Catégorie : Un monde étrange
Feu vert
Samedi matin dans un bus en partance pour un centre commercial de la région. Il y a peu de passagers, essentiellement des vieilles dames qui tricoteraient sûrement sur leurs genoux si le véhicule encore immobile n’était pas plongé dans la pénombre de la gare routière. Il règne une certaine torpeur. On attend le départ, l’oeil rivé sur le signal lumineux, qui malgré l’heure reste désespérement rouge. Soudain, il passe au vert. Pas de réaction du côté du chauffeur, un petit homme gris tout avachi sur son volant.
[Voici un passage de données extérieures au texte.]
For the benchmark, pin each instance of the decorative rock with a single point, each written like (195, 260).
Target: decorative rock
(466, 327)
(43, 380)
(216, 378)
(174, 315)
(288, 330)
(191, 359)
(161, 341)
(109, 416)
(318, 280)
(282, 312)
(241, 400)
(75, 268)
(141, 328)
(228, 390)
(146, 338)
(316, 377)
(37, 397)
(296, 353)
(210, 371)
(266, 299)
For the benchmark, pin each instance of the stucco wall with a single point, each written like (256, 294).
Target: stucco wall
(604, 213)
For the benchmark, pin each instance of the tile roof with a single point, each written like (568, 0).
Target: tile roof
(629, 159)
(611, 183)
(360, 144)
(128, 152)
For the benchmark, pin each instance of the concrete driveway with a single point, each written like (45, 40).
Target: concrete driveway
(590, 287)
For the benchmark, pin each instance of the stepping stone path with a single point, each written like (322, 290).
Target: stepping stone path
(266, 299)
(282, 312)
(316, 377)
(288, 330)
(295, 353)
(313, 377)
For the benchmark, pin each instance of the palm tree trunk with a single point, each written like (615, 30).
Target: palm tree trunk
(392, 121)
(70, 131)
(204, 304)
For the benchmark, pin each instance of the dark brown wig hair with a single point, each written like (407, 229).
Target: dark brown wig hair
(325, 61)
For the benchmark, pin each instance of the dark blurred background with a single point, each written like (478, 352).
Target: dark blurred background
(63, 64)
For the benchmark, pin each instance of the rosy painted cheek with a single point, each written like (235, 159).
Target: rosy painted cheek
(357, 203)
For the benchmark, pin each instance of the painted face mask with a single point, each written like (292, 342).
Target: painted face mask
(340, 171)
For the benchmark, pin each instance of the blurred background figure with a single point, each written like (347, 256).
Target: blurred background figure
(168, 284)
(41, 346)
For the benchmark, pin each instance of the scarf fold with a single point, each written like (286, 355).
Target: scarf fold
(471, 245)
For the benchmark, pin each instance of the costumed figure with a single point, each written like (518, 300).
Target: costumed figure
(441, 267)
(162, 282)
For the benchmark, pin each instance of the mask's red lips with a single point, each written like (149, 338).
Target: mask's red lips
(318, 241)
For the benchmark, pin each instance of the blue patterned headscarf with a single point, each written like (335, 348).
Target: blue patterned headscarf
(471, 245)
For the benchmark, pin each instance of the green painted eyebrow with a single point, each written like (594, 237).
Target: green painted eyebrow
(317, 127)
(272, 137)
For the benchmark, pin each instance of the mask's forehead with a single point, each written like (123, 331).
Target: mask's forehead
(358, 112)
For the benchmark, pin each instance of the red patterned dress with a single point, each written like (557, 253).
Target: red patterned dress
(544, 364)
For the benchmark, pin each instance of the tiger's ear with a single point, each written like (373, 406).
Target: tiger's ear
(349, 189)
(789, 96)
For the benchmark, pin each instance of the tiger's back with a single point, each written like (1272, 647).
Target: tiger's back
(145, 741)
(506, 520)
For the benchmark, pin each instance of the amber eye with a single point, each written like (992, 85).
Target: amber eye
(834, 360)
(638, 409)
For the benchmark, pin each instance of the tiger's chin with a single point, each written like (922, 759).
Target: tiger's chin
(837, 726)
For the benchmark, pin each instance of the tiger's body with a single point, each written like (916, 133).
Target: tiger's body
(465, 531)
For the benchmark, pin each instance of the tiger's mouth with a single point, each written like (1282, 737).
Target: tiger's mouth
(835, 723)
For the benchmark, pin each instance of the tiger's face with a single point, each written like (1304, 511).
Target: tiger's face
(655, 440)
Une voix aigrelette s’élève alors: « C’est vert! ». Je sors de ma somnolence, vaguement irritée par le ton un peu sec de la passagère, et me raidis en attendant la réaction du chauffeur, qui n’apprécierait sûrement pas de se faire ainsi rappeler à sa tâche (c’est que des décennies de transports en commun m’ont trop souvent confrontée à un personnel irascible)… Mais surprise: le petit homme se penche vers nous, un sourire lumineux lui fendant la figure, et annonce avec un fort accent italien: «Je suis tranquille, il y a toujours quelqu’un qui regarde pour moi! ». Sa remarque met chacun de bonne humeur, et le bus démarre enfin, en route pour les emplettes. Avec un petit rayon de soleil à l’intérieur.
De légers décalages
Lorsqu’on voyage en train, la mécanique familière de l’espace et du temps semble parfois se détraquer un peu. L’autre soir, la voix suave du haut-parleur proclamait peu avant Payerne: “Nächster Halt: Dietikon”. Arrivés à Léchelles, l’arrêt annoncé était Fleurier. Heureusement, pas de touristes qui auraient pu être désorientés par la chose. Juste quelques pendulaires, hilares de visiter tant de Suisse en si peu de temps. Dommage qu’il ait fait noir, nous n’avons pas pu profiter des paysages! Mais ce n’est pas tout. Le lendemain, j’ai trouvé sur le siège de mon compartiment deux numéros abandonnés d’une revue…datant respectivement de septembre et octobre 2006. Rien d’étonnnant donc à se croire sur la lune en arrivant à la gare de Fribourg, où les chewing-gums avaient été décollés du sol au chalumeau, creusant sous chacun un charmant petit cratère.
Accessoires
Ce matin, dimanche, S. est parti de bonne heure. Il avait rasé sa barbiche pour en faire une moustache, et portait plusieurs cabas au contenu surprenant: des animaux en peluche, une bouteille de whisky vide, une bombe de mousse à raser, des coupes en verre, un gâteau au chocolat, un abat-jour, des verres à pied, un petit canard en plastique pour le bain, une chemise en flanelle, un moule à cake, une pomme et de vieux journaux anglais. Une seule explication à ces étrangetés: une pièce de théâtre se prépare, et c’est jour de répétition! A propos, pour tout renseignement: http://www.tcf.ch/
Le sapin vivant
Au fil du temps, les décors de Noël deviennent décidément toujours plus fantaisistes: de l’ ordinateur miniature au moulinet de canne à pêche doré, du corset à frous-frous de verre au ballon de foot, du crocodile au mini sapin décoré, de la paire de tenailles à la tête de diable, du bouledogue en manteau rose au poisson combattant toutes nageoires dehors, de la saucisse de Vienne au hamburger pailleté, du faux canard de bain au nénuphar, on trouve désormais pratiquement de tout (sauf la truelle de l’archéologue, que je cherche depuis des années). Mais la palme de l’originalité revient cette année à un véritable sapin humain. Une vendeuse d’un grand magasin du centre-ville avait teint ses cheveux, courts et hérissés, en vert profond, et portait de grosses boucles d’oreilles scintillantes. Joyeux Noël donc!